Herkesin güzel olması gerçekten ilginç! Nasıl oluyor da o üç harf herkesi güzel kılıyor? O "güzel" sözcüğünün içine neler sığdırabiliriz gönlümüzce... Herkes güzel olsa, dünya, nasıl da yaşanası olur; bir düşünün; bir düşünün böyle bir dünyada yaşamanın mutluluk ve dinginliğini...
İnsanlık kadar eski olan bir konudan söz ettiğimi tabii ki hemen anladınız. Söylediklerini şairin, dümdüz söylesek, örneğin, seven sevdiğini güzel bulur desek; bu denli etkili olur muydu? Ya da güzellik bakanın gözündedir desek...Şairin söyleyişi, aşk olgusuna yasa gibi bir kesinlik kazandırıyor. İşte şair farkı bu...
"Akan suyu severim ben
Işıldayan karı severim
Bir yeşil yaprak
Bir telli böcek
Yeşeren tohum
Güneşte görsem
Sevinç doldurur içime
Bir günü
Güzel bir günü
Hiç bir şeye değişmem
Onun için savaşı sevmem
Onun için zulümü sevmem
Onun için yalanı sevmem
Bilirim yaşamaz güneşte
Bilirim yaşamaz yanyana aşkla
Ne haksızlık
Ne korku
Ne açlık." - Necati Cumalı
Necati Cumalı, yaşamı ve varlığı seven biri; benim gibi... Dünyayı seviyorum, doğayı seviyorum, insanları seviyorum. Elimde olsa dünyadan tüm kötülükleri silerdim. Doğayı ve yaşamı bir şiir gibi duyumsar, hiç değiştirmeden olduğu gibi tüm saflığıyla, doğal hâliyle severdim.
"Çiğ düşmüş çimenlere
Kavaklar iki yanda ak yeşil
Ak sıvalı damlar
Ak akar sular
Ak kavaklar" - Necati Cumalı
Ne güzel doğa ve ev! Akşamları yanyana bahçeye çıkardık sevdiğimle, bahçedeki tüm çiçekler -gül, yasemin, ıtır, fesleğen- bir hoş kokardı. Her şey saf, temiz ve ak...

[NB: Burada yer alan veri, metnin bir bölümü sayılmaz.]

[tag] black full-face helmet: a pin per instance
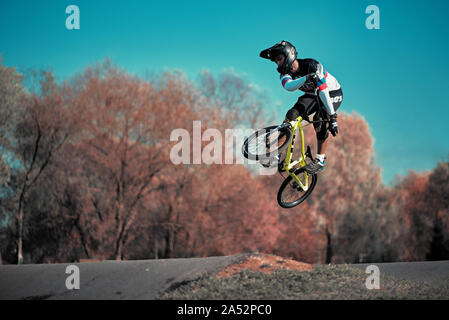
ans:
(285, 48)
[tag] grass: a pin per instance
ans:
(323, 282)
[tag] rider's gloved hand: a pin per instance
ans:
(312, 79)
(333, 125)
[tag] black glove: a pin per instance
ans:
(333, 125)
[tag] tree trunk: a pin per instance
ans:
(20, 237)
(328, 247)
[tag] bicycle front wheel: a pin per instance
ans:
(290, 194)
(266, 143)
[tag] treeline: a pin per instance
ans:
(86, 173)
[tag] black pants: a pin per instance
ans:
(307, 105)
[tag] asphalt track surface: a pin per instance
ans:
(144, 279)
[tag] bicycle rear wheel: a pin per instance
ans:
(266, 143)
(290, 194)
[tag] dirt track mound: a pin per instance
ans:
(265, 263)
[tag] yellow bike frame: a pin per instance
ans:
(301, 161)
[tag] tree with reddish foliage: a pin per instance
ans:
(45, 126)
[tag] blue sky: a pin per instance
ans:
(395, 77)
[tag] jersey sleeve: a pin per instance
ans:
(324, 90)
(291, 85)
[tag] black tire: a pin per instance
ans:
(287, 186)
(284, 136)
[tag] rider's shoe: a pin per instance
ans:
(315, 166)
(270, 162)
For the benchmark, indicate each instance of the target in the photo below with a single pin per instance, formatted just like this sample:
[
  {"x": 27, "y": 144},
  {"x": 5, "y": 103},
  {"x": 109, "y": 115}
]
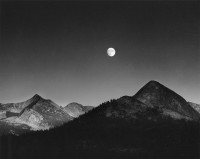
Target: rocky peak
[{"x": 155, "y": 94}]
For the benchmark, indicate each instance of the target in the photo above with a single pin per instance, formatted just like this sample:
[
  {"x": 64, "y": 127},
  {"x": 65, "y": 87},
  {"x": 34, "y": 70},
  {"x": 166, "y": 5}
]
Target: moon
[{"x": 111, "y": 52}]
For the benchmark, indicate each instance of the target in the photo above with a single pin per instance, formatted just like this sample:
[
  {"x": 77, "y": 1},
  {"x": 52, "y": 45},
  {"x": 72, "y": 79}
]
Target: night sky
[{"x": 58, "y": 49}]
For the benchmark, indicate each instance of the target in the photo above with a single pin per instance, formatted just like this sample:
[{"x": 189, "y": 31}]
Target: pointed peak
[
  {"x": 152, "y": 82},
  {"x": 73, "y": 104}
]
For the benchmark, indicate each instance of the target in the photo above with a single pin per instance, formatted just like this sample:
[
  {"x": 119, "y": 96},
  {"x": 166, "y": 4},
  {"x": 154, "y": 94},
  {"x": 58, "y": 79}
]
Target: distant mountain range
[
  {"x": 156, "y": 122},
  {"x": 38, "y": 114}
]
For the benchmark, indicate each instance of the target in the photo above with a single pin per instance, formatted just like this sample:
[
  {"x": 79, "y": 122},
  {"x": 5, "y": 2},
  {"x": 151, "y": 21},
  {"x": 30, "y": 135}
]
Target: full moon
[{"x": 111, "y": 52}]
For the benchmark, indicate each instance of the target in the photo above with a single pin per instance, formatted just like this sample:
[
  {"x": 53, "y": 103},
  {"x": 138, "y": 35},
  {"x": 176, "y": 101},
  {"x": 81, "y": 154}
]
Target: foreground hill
[{"x": 129, "y": 127}]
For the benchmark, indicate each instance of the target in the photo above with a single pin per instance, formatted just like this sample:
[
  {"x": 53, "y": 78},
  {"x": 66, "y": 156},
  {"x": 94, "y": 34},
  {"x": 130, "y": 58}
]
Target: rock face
[
  {"x": 44, "y": 112},
  {"x": 154, "y": 94},
  {"x": 195, "y": 106},
  {"x": 33, "y": 119},
  {"x": 18, "y": 107},
  {"x": 76, "y": 109},
  {"x": 152, "y": 102}
]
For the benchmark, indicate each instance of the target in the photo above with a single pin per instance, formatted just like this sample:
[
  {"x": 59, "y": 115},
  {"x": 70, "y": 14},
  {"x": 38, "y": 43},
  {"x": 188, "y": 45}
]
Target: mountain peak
[{"x": 155, "y": 94}]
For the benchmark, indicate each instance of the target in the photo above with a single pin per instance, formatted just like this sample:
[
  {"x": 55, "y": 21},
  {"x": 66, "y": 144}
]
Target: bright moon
[{"x": 111, "y": 52}]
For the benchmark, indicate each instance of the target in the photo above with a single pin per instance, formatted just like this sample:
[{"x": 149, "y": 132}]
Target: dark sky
[{"x": 58, "y": 49}]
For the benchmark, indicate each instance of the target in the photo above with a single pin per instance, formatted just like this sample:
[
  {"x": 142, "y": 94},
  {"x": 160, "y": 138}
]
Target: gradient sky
[{"x": 58, "y": 49}]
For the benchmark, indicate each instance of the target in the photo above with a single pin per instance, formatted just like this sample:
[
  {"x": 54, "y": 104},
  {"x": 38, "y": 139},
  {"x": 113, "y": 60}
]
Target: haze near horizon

Ne güzel olurdu Behçet Necatigil'in "Kilim" adlı sembolik şiirindeki kilim, beyaz ve mavi renklerle dokunmuş olsaydı. Kilimde hiç siyah renk olmasaydı!..
"Renk mi diyorsun? Ben serin-mavi
Ismarlamıştım sana sıcak çaylar yanında
Hani beyaz, beyaz, beyaz.. Beyazları ne yaptın?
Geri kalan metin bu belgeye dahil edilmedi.